We started with one all powerful agent. Very quickly it ate through it's context window, lost the narrative and ether ran down endless rabbit holes or discovered common forensic tooling like f-response, declared it malware and called it a day.

Agent endless pursuit

AI is a people pleaser that likes to finish what it starts. Most of the data present in a forensic case is not useful. Some leads don't pan out. This can lead to AI churning as it eats it's context, forgets what it has already tried, retries and loops endlessly.

Cost There is no sponsorship for this work and AI can be a very expensive technology. We have a limited budget compared to the endless experiments that can be run. Multi-case runs vs outcomes, swapping out models for lead/sub agents (Is Opus plus Gemini the magical pairing?), etc are cost prohibitive but could prove useful.

No defined rubric The case data presented (VANKO, ROCBA, SRL) is fantastic and very rich. There is no answer key however, so it is challenging to know if your AI solution is coming to the correct conclusions.

Accomplishments that we're proud of

We are very proud of the ability to meet the challenge; true autonomous AI agents acting as a team at machine speed using AI native tooling augmented with a forensic tooling of storied history to solve real cases.

🏆 What We Learned (The Breakthroughs)

We broke up the roles into a case lead and sub-agents with specialties. The forge harness has the ability for agents to call one another as tools, so there is a natural, scalable team created. The case lead asked us to remove shell access to force it to delegate tasks. This also allows it to retain the case context and not get stuck in the weeds of parsing tool call results.

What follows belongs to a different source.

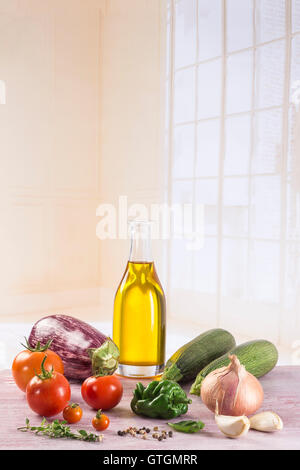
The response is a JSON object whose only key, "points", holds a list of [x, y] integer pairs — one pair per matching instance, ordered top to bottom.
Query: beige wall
{"points": [[81, 125], [131, 139], [49, 153]]}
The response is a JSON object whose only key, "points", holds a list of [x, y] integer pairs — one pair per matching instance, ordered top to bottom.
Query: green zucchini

To coordinate we built the concepts of mission cards, shared facts and the ioc tracker. The case lead cannot investigate. It can only delegate and synthesize. It starts by writing an empty case report, and an empty shared facts file. It iterates through missions delegated to sub agents as it sees fit to go from an empty case report to a completed investigation.

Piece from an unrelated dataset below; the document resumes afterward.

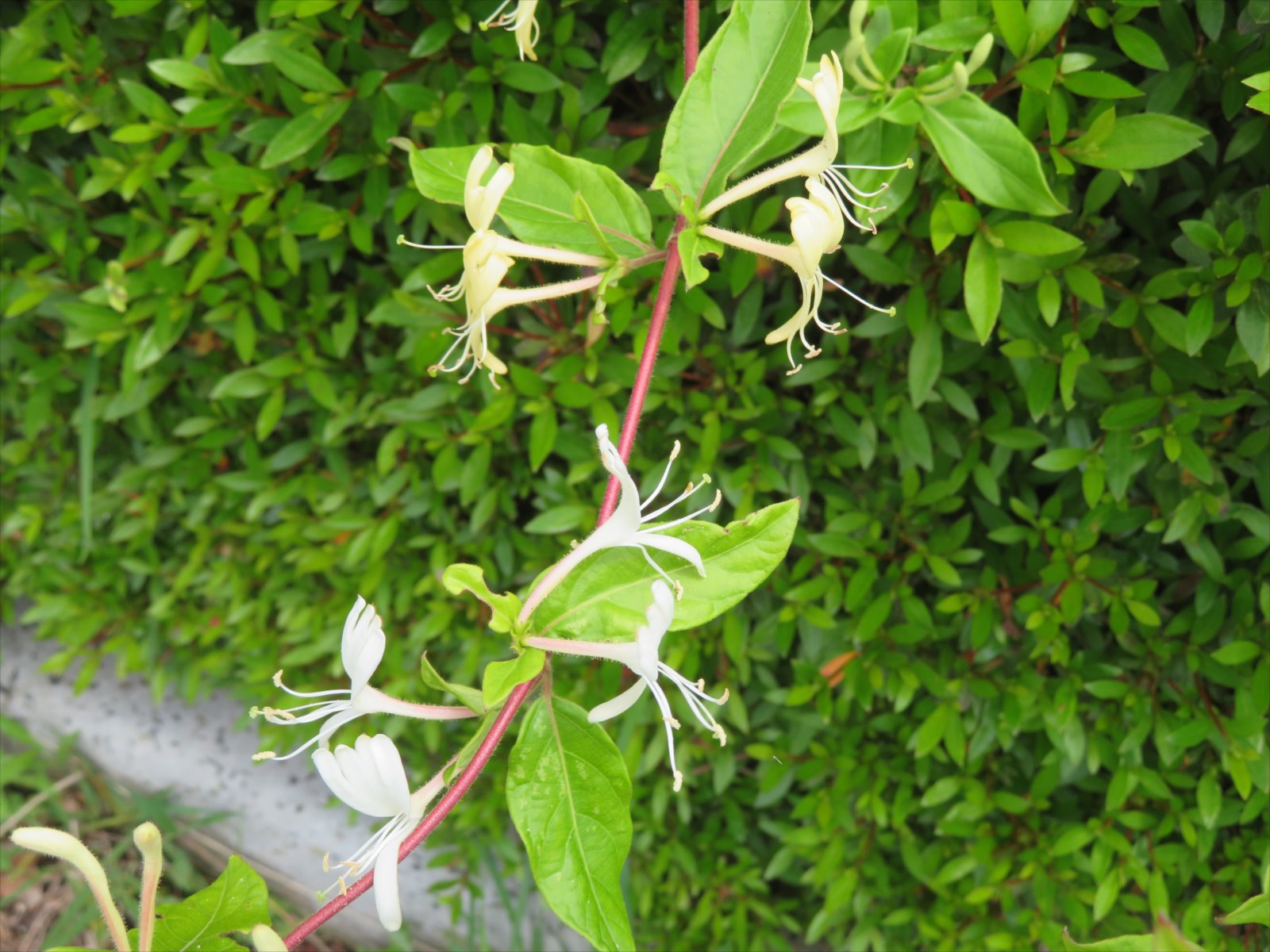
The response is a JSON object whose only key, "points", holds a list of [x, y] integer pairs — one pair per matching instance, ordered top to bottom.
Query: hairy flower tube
{"points": [[521, 22], [817, 163], [817, 226], [487, 259], [624, 528], [361, 651], [641, 657], [371, 778]]}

Mission cards contain a strictly defined goal with a strict budget of tool calls for a sub-agent to use. This prevents endless looping, preserves context and serves as a record of case activity. Additionally each mission card has it's own audit trail of every tool call for copy/paste reproducibility. Each mission card also includes an agent NPS score for it to provide feedback on the mission, tooling, etc.

Agents share information between cases using the shared facts markdown file and the ioc tracker jsonl database file. With IOCs in jsonl, duckdb can dynamically join them to evidence in parquet, sqlite etc.

Iterating through cases to find trouble spots and having the same AI agents do a retro was a goldmine of opportunity. The agents recognized their challenges, offered solutions and wrote their own skill files in their own language to help them the next time the encounter a task.

What's next for DuckTracy

We would love the opportunity to follow the trail to see how different combinations of agents/models operate together. Is a lead using Opus and subagents using gemin flash the winning combination? Is a pure play "all one provider" better? Only experimentation will tell.